Walch – „Auf Woich geht’s do hindd auffi!“, empfiehlt dem Vo-Ort-zu-Ort-Reisenden eine Spaziergängerin. Und tatsächlich: Auf dem bezeichneten Hügel, der sich nördlich von Kematen neben der Staatsstraße von Au bei Bad Aibling nach Miesbach erhebt, befinden sich mehrere Häuser; eines davon ist ein Bauernhaus. Was hier aber fehlt, ist ein Ortsschild! Zum Glück ist gerade die Post im Arbeitseinsatz und gibt freundlich aus dem Postauto heraus Auskunft: „Ja freile, dees is Woich!“ Am nahen Bauernhof spielt Anne Gasteiger gerade mit ihren kleinen Enkelkindern; sie hat trotzdem Zeit für einige Auskünfte. Der Hofname lautet „Beim Walch“, auf boarisch „Bein Woich“. Somit sind Hofname und Ortsname identisch, was zur Frage führt, ob man sagen könnte: „Beim Walch zu/in Walch“. „Bein Woich z Woich? Ob ma dees song koo?“ Anne Gasteiger überlegt ein wenig und antwortet: „Dees miassad schoo geh!“ Sie erklärt dem Fragesteller, es habe hier am Standort zuerst nur den Einödhof gegeben; später habe sich das Areal dank der Bautätigkeit von Familienmitgliedern um mehrere Wohnhäuser erweitert, bis ein Weiler entstanden sei, von Walch 1 bis Walch 5. So wurde der Hofname zugleich zum Ortsnamen.

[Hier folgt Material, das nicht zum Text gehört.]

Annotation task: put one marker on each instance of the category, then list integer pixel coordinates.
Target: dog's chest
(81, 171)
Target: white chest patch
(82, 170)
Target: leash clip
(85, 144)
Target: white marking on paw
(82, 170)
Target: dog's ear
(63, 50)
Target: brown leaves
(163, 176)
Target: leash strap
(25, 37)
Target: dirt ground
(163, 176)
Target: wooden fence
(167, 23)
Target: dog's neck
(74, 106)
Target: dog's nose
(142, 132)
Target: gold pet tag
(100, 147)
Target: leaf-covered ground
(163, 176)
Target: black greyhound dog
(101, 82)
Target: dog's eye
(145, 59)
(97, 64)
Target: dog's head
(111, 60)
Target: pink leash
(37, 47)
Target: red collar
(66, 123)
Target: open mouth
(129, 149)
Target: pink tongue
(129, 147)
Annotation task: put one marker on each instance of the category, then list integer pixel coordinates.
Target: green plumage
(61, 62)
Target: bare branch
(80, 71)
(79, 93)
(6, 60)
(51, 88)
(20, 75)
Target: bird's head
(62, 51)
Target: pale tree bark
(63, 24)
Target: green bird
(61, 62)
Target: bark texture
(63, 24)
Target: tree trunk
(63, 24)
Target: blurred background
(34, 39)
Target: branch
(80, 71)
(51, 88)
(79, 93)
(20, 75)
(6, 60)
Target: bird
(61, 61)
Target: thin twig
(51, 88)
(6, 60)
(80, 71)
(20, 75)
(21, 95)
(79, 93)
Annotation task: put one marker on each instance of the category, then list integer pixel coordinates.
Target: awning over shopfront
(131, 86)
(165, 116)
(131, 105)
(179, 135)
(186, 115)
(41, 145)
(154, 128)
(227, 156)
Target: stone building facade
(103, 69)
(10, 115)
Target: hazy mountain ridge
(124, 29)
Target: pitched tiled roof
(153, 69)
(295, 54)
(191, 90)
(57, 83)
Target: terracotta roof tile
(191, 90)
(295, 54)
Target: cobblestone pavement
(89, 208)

Althochdeutsch oder romanisch
Was aber beinhaltet der Name „Walch“ eigentlich? Die Ortsnamenkunde stellt mindestens drei Möglichkeiten zur Diskussion: Oft stammen Walch-Namen vom althochdeutschen Wort „walh“. Dieser Begriff ist vom Namen des keltischen Volkstammes „Volker“, lateinisch „Volcae“, abgeleitet. Dieser keltische Stamm ist für die Gegend im Stromgebiet der Weser ebenso nachweisbar wie für das heutige Mähren oder auch für Teile von Südfrankreich. Die angrenzenden germanischen Volksstämme übernahmen den Namen „Volcae“ in ihre eigene Sprache, worauf durch Lautveränderungen das O zum A und das C zum Ch und H wurde, mit dem Ergebnis: gesprochen Walch, geschrieben Walh. Ab dem ersten Jahrhundert nach Christi Geburt hatte es sich bei den Germanen eingebürgert, verallgemeinernd alle romanisch sprechenden Menschen – sog. Keltoromanen – als „walha“, „Walche“, zu bezeichnen. Heue hört man noch gelegentlich, wie Südtiroler von ihren italienischen Nachbarn – teilweise abwertend – als „die Walschen“ reden.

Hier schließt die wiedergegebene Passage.